Di Pietro: «Le parole dell’avvocato Milio confermano che non ho mai avuto nulla a che fare con Mori, sia che io non abbia collaborato con lui per ordire complotti coi servizi. Se poi è lo stesso Mori a escludere questa eventuale collaborazione, è ancora peggio perché oggi si vuole ribaltare la verità, inserendo me e il colonnello Mori in una fantomatica lobby per ammazzare la Prima Repubblica».
Tonino fa tutto da solo. Se la canta e se la suona. Tira in ballo Mori e si compiace con l’avvocato di Mori perché non è vero niente. Pazzesco.
Di Pietro: «Quanto a Mori e alle agende rosse volevo dire che era un approssimazione che voleva semplicemente rendere mediaticamente percepibile le questioni giudiziarie che lo riguardano in relazione alle vicende palermitane».
Un’accusa così grave, così campata per aria, era solo un’approssimazione.
Di Pietro: «Interloquire con un questore o con un colonnello dei carabinieri addetti alle investigazioni è il minimo che poteva, e può, fare un magistrato che, come me, stava svolgendo le indagini di Mani Pulite».
Non ci piove. Quel che però ancora non è chiaro è se Di Pietro abbia ad esempio mai interloquito con il giudice Paolo Borsellino a proposito del progetto di attentato in loro danno progettato dalla mafia e segnalato, a entrambi (checché ne dica Di Pietro ad Annozero) dal Ros. Perché solo Di Pietro venne mandato all’estero (Nicaragua o Costarica?) con un passaporto falso intestato a tal Marco Canale mentre Borsellino rimase a Palermo e venne ammazzato. Perché non ha mai replicato a due dei 28 interrogativi sollevati il 9 novembre scorso dal giornalista Alberico Giostra autore del libro Il Tribuno a lui dedicato («In che rapporti era con Contrada? È vero che lei ha fatto parte della scorta armata del generale Dalla Chiesa?).

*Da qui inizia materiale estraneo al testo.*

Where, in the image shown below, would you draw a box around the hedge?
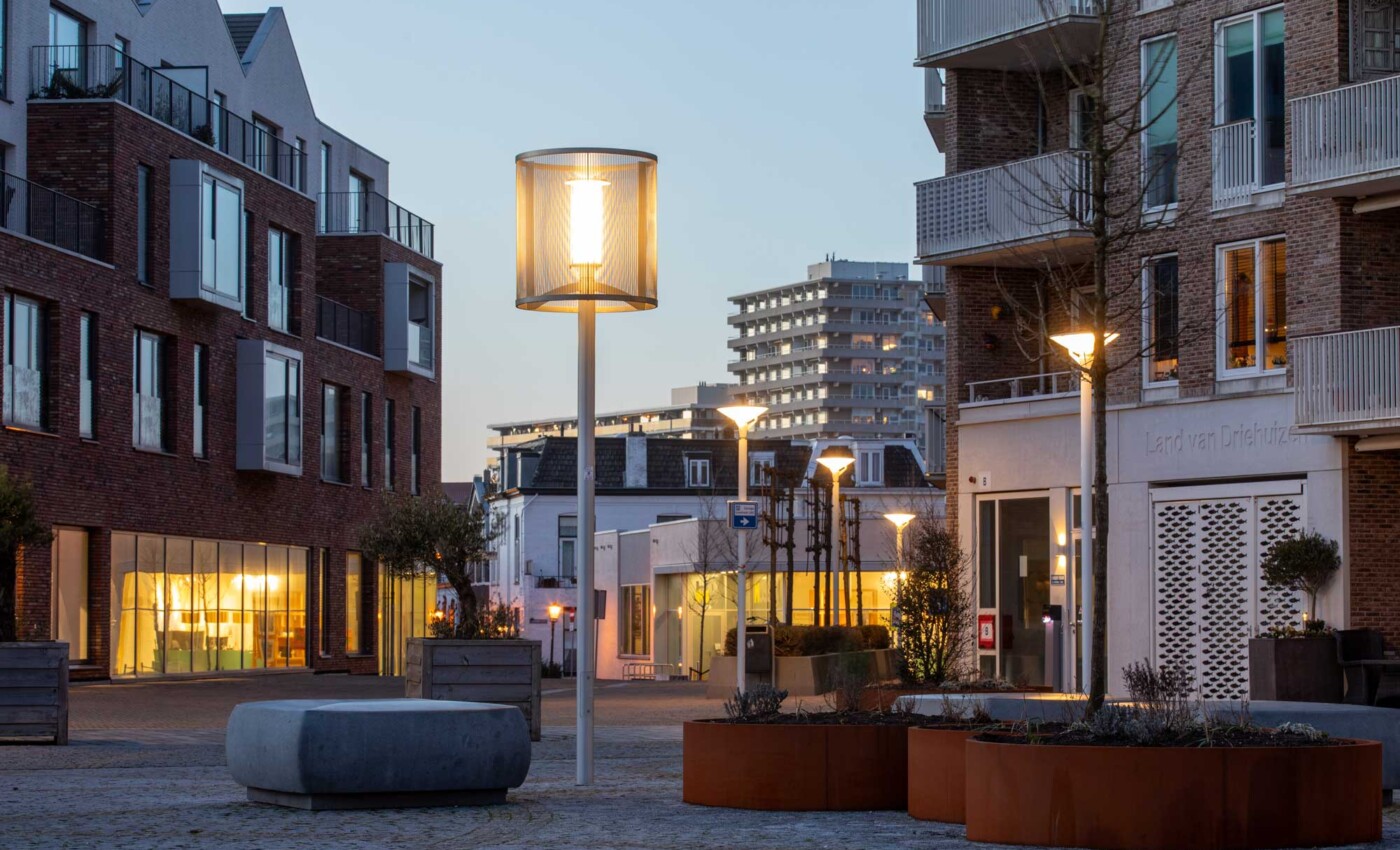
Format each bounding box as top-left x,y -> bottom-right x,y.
722,624 -> 891,657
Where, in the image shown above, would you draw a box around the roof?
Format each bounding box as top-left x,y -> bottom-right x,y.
224,13 -> 267,58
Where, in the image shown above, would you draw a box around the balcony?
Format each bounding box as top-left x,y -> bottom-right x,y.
384,263 -> 436,378
916,0 -> 1100,71
924,69 -> 946,150
1293,327 -> 1400,435
315,296 -> 377,356
319,191 -> 435,259
31,45 -> 306,192
916,151 -> 1092,266
0,169 -> 103,260
1292,75 -> 1400,198
965,371 -> 1076,407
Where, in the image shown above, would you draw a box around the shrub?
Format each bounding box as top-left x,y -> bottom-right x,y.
723,684 -> 788,721
1261,531 -> 1340,629
894,516 -> 975,685
722,625 -> 890,657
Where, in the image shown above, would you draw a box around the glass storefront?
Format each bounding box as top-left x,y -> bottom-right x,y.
111,533 -> 308,677
377,566 -> 436,676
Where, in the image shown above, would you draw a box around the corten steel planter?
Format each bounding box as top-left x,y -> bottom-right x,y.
907,727 -> 979,823
1249,637 -> 1343,703
964,736 -> 1383,850
682,720 -> 908,811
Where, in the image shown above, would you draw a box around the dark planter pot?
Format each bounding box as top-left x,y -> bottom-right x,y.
1249,637 -> 1343,703
0,642 -> 69,745
965,736 -> 1383,850
683,720 -> 907,811
907,727 -> 979,823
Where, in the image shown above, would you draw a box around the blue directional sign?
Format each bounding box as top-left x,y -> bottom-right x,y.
729,500 -> 759,530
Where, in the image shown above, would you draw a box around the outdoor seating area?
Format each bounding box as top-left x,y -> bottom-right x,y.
1339,628 -> 1400,707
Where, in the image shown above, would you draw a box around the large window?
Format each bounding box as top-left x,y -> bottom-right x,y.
4,293 -> 46,430
621,585 -> 651,657
384,398 -> 396,490
268,227 -> 291,332
558,515 -> 578,581
0,0 -> 7,99
360,391 -> 372,488
193,343 -> 207,457
1142,34 -> 1179,208
1143,255 -> 1180,385
318,142 -> 331,230
1217,7 -> 1286,187
110,533 -> 308,677
1219,237 -> 1287,376
79,312 -> 95,437
201,173 -> 243,303
1355,2 -> 1400,79
410,405 -> 421,495
132,329 -> 164,450
137,165 -> 152,285
253,117 -> 279,178
264,353 -> 302,466
321,383 -> 343,483
346,551 -> 364,654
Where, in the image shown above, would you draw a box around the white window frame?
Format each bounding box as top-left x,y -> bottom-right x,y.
1069,88 -> 1094,151
749,451 -> 775,487
686,455 -> 712,488
4,293 -> 45,430
1213,5 -> 1286,191
857,447 -> 884,486
321,383 -> 343,483
132,328 -> 164,451
1141,33 -> 1180,212
557,514 -> 578,581
1216,235 -> 1287,379
1141,253 -> 1181,388
268,226 -> 291,332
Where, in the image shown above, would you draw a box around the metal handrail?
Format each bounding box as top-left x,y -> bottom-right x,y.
0,168 -> 104,260
965,371 -> 1076,405
315,295 -> 376,356
318,191 -> 435,259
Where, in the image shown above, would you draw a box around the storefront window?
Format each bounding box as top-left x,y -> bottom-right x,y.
621,585 -> 651,657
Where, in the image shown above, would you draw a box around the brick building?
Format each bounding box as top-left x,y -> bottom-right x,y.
2,2 -> 441,679
917,0 -> 1400,697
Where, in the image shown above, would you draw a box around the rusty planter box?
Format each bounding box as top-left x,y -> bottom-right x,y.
682,720 -> 907,811
907,727 -> 979,823
965,736 -> 1383,850
405,639 -> 542,741
0,642 -> 69,744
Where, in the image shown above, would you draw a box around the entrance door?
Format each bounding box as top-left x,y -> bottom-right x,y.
976,497 -> 1052,685
51,528 -> 89,661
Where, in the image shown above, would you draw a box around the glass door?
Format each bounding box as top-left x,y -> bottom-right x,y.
976,496 -> 1052,686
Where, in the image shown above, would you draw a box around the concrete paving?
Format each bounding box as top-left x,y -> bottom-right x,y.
1,674 -> 1397,849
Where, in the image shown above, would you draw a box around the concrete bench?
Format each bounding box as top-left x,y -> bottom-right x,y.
226,699 -> 530,810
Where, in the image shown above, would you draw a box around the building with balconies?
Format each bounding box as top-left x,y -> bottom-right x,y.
1,1 -> 441,680
918,0 -> 1400,699
727,259 -> 947,466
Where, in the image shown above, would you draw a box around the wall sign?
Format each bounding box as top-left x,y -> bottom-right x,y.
978,614 -> 996,650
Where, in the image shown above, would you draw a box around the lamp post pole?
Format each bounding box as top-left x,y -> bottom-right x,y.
735,423 -> 749,694
1076,366 -> 1092,696
577,299 -> 596,784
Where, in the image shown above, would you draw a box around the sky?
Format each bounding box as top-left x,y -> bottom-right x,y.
221,0 -> 944,481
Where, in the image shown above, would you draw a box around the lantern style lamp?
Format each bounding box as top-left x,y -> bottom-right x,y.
516,148 -> 658,786
718,405 -> 767,694
816,444 -> 855,625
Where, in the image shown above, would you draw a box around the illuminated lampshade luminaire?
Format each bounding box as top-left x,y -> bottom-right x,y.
884,513 -> 917,643
1049,332 -> 1120,365
548,604 -> 563,622
515,148 -> 658,788
816,444 -> 855,477
717,405 -> 767,694
718,405 -> 768,433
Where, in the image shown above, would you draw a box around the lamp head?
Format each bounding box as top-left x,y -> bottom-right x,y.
884,513 -> 917,530
718,405 -> 767,431
547,604 -> 563,622
1050,331 -> 1119,364
816,443 -> 855,477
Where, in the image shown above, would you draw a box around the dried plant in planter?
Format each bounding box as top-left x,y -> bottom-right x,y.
723,685 -> 789,721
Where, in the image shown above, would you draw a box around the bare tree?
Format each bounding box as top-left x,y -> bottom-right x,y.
682,494 -> 738,680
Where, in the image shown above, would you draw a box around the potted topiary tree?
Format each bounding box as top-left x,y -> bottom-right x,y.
1249,531 -> 1343,703
0,465 -> 66,744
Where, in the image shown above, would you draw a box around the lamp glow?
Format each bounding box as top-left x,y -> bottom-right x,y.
816,444 -> 855,476
548,603 -> 563,622
1050,331 -> 1119,364
884,513 -> 916,530
567,178 -> 608,268
718,405 -> 768,431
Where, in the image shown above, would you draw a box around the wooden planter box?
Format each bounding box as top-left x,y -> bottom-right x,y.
907,727 -> 979,823
706,649 -> 897,697
405,639 -> 542,741
965,736 -> 1383,849
683,720 -> 907,811
0,642 -> 69,745
1249,637 -> 1343,703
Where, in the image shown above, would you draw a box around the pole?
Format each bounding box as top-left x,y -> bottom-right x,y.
550,619 -> 557,669
735,425 -> 749,694
1078,370 -> 1093,696
894,523 -> 905,648
830,476 -> 840,626
576,301 -> 596,785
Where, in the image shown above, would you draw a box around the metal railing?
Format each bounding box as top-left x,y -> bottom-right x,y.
319,191 -> 435,259
917,150 -> 1091,260
925,68 -> 945,116
1212,119 -> 1257,211
1293,327 -> 1400,430
1292,74 -> 1400,190
31,45 -> 307,191
409,321 -> 434,369
0,169 -> 104,260
965,371 -> 1076,405
533,574 -> 577,589
315,296 -> 377,356
917,0 -> 1098,62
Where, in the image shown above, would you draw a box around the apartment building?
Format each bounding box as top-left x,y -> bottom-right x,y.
916,0 -> 1400,697
727,259 -> 947,465
2,2 -> 441,679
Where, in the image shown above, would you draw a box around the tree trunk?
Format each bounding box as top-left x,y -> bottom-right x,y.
0,547 -> 17,643
783,488 -> 796,625
447,571 -> 478,637
1088,52 -> 1112,715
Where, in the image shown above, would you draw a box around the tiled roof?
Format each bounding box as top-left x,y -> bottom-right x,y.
224,13 -> 266,58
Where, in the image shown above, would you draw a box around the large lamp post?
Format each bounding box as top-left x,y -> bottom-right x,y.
516,148 -> 658,785
884,513 -> 915,645
718,404 -> 767,694
816,444 -> 855,625
1049,331 -> 1116,695
548,603 -> 562,671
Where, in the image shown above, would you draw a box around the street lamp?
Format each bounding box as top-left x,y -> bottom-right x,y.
548,603 -> 563,672
718,404 -> 767,694
1049,331 -> 1117,696
884,513 -> 916,647
516,148 -> 658,786
816,444 -> 855,626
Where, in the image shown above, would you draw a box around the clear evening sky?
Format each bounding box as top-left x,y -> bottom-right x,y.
221,0 -> 944,481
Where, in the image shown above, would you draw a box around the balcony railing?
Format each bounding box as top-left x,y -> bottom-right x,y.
32,46 -> 307,192
1292,74 -> 1400,196
917,0 -> 1100,69
315,296 -> 377,356
965,371 -> 1076,406
319,192 -> 435,259
1293,327 -> 1400,433
1212,119 -> 1257,211
924,69 -> 946,149
0,169 -> 104,260
917,150 -> 1091,264
409,321 -> 434,370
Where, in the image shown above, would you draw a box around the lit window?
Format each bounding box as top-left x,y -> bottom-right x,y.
1219,237 -> 1286,376
621,585 -> 651,656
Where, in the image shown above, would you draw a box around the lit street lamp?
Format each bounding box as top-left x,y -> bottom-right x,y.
884,513 -> 915,646
516,149 -> 658,785
816,444 -> 855,625
1049,331 -> 1116,696
548,603 -> 563,672
718,404 -> 767,694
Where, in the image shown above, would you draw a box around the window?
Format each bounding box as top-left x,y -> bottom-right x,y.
1143,255 -> 1180,384
857,448 -> 883,486
293,137 -> 306,192
113,35 -> 127,70
749,451 -> 775,487
268,227 -> 291,332
408,277 -> 433,370
132,329 -> 163,450
79,312 -> 95,438
558,515 -> 578,580
193,343 -> 207,456
318,142 -> 331,230
1219,237 -> 1287,376
852,358 -> 875,376
852,333 -> 876,349
685,455 -> 711,488
242,212 -> 253,319
852,284 -> 875,299
852,409 -> 876,425
1069,89 -> 1095,150
1355,2 -> 1400,79
0,0 -> 7,98
318,548 -> 330,657
265,352 -> 301,466
621,585 -> 651,656
212,92 -> 225,149
202,172 -> 243,301
360,391 -> 372,487
4,293 -> 46,430
384,398 -> 395,490
136,165 -> 152,285
48,6 -> 83,49
322,383 -> 344,482
348,171 -> 369,232
410,406 -> 421,495
1142,35 -> 1179,208
1217,7 -> 1286,187
346,551 -> 364,654
253,117 -> 279,178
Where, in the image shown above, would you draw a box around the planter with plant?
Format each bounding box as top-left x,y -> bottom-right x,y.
1249,531 -> 1343,703
963,661 -> 1382,850
361,492 -> 543,740
906,696 -> 999,824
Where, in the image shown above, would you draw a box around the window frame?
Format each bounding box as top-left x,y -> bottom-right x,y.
131,328 -> 164,451
4,292 -> 46,431
267,226 -> 292,333
193,342 -> 207,457
749,451 -> 775,487
79,311 -> 95,438
619,584 -> 651,657
1141,32 -> 1180,211
1216,235 -> 1287,379
857,447 -> 884,486
383,398 -> 395,491
136,164 -> 152,285
557,514 -> 578,580
1213,5 -> 1287,190
321,383 -> 345,483
263,350 -> 302,468
685,455 -> 711,489
410,405 -> 421,495
1141,253 -> 1181,388
360,391 -> 372,488
201,170 -> 245,304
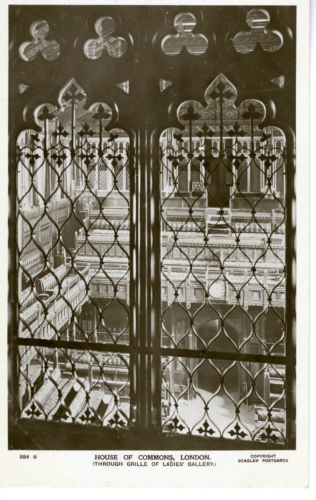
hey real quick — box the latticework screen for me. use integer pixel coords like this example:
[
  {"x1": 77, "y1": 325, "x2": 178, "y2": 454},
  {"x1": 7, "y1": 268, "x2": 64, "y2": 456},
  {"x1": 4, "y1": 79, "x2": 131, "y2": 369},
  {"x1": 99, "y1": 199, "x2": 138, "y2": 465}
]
[{"x1": 9, "y1": 5, "x2": 296, "y2": 451}]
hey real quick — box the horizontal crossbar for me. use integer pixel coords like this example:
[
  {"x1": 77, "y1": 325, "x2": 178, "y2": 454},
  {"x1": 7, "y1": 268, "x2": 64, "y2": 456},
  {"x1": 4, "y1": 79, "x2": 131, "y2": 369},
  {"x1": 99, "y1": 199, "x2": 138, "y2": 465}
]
[{"x1": 14, "y1": 338, "x2": 294, "y2": 365}]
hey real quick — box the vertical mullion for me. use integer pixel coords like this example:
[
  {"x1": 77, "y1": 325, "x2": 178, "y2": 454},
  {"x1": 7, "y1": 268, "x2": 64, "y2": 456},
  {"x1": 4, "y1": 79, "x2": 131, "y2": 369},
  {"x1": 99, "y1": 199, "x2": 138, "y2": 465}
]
[
  {"x1": 9, "y1": 12, "x2": 20, "y2": 426},
  {"x1": 149, "y1": 132, "x2": 162, "y2": 432},
  {"x1": 285, "y1": 130, "x2": 296, "y2": 449},
  {"x1": 136, "y1": 124, "x2": 149, "y2": 428},
  {"x1": 138, "y1": 126, "x2": 149, "y2": 428},
  {"x1": 134, "y1": 6, "x2": 163, "y2": 432},
  {"x1": 8, "y1": 130, "x2": 19, "y2": 425},
  {"x1": 134, "y1": 9, "x2": 151, "y2": 423},
  {"x1": 128, "y1": 135, "x2": 137, "y2": 427}
]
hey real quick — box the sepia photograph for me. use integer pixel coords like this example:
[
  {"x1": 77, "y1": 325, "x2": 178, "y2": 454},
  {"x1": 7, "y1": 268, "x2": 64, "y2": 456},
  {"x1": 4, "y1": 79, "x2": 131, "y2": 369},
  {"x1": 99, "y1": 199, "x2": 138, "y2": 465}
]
[{"x1": 1, "y1": 0, "x2": 310, "y2": 488}]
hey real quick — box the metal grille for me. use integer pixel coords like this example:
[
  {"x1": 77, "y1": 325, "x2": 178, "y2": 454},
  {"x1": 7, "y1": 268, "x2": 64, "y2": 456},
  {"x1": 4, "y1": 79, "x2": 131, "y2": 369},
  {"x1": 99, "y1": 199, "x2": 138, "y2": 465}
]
[
  {"x1": 19, "y1": 346, "x2": 130, "y2": 427},
  {"x1": 162, "y1": 357, "x2": 285, "y2": 444},
  {"x1": 17, "y1": 79, "x2": 132, "y2": 426},
  {"x1": 9, "y1": 5, "x2": 296, "y2": 450},
  {"x1": 160, "y1": 74, "x2": 287, "y2": 444}
]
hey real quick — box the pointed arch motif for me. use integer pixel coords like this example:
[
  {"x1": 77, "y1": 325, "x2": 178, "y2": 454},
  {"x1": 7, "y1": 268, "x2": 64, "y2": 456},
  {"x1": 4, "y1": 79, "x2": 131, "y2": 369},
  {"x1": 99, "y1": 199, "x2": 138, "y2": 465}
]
[
  {"x1": 16, "y1": 79, "x2": 133, "y2": 430},
  {"x1": 160, "y1": 74, "x2": 287, "y2": 444}
]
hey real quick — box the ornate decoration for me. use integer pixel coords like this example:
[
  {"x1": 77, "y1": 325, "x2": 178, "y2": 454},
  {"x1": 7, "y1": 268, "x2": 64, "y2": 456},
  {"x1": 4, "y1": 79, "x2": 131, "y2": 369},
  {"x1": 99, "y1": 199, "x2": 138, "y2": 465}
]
[
  {"x1": 17, "y1": 77, "x2": 131, "y2": 429},
  {"x1": 24, "y1": 401, "x2": 42, "y2": 418},
  {"x1": 79, "y1": 407, "x2": 98, "y2": 425},
  {"x1": 162, "y1": 12, "x2": 208, "y2": 56},
  {"x1": 116, "y1": 81, "x2": 130, "y2": 94},
  {"x1": 19, "y1": 20, "x2": 60, "y2": 62},
  {"x1": 84, "y1": 16, "x2": 127, "y2": 59},
  {"x1": 233, "y1": 9, "x2": 283, "y2": 54},
  {"x1": 160, "y1": 79, "x2": 173, "y2": 93},
  {"x1": 259, "y1": 424, "x2": 280, "y2": 443},
  {"x1": 197, "y1": 420, "x2": 216, "y2": 436},
  {"x1": 161, "y1": 74, "x2": 286, "y2": 444},
  {"x1": 165, "y1": 416, "x2": 186, "y2": 433},
  {"x1": 108, "y1": 411, "x2": 127, "y2": 427},
  {"x1": 228, "y1": 422, "x2": 248, "y2": 439}
]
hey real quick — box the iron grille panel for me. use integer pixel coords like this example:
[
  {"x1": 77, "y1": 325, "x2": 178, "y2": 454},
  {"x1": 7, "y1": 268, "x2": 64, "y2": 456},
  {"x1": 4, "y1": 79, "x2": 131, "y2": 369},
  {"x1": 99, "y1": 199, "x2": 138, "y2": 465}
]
[
  {"x1": 160, "y1": 74, "x2": 287, "y2": 442},
  {"x1": 162, "y1": 357, "x2": 285, "y2": 445},
  {"x1": 17, "y1": 80, "x2": 132, "y2": 424},
  {"x1": 19, "y1": 346, "x2": 130, "y2": 428}
]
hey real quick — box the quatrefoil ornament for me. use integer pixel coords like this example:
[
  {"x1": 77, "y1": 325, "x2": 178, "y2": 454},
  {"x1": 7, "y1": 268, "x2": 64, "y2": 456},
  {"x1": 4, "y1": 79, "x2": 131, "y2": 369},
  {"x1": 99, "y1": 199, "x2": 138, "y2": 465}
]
[
  {"x1": 84, "y1": 16, "x2": 127, "y2": 59},
  {"x1": 233, "y1": 9, "x2": 283, "y2": 54},
  {"x1": 19, "y1": 20, "x2": 60, "y2": 62},
  {"x1": 162, "y1": 12, "x2": 208, "y2": 56}
]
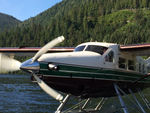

Perché, per chiarire a tutti questi punti, anziché mettere le mani avanti e denunciare complotti, Di Pietro non si guarda indietro e va a parlare coi magistrati che indagano sul ruolo dei Servizi nelle stragi del ’92 e che, incredibile a dirsi, hanno ripreso a indagare proprio su Contrada, quello fotografato insieme a lui pochi giorni prima dell’arresto?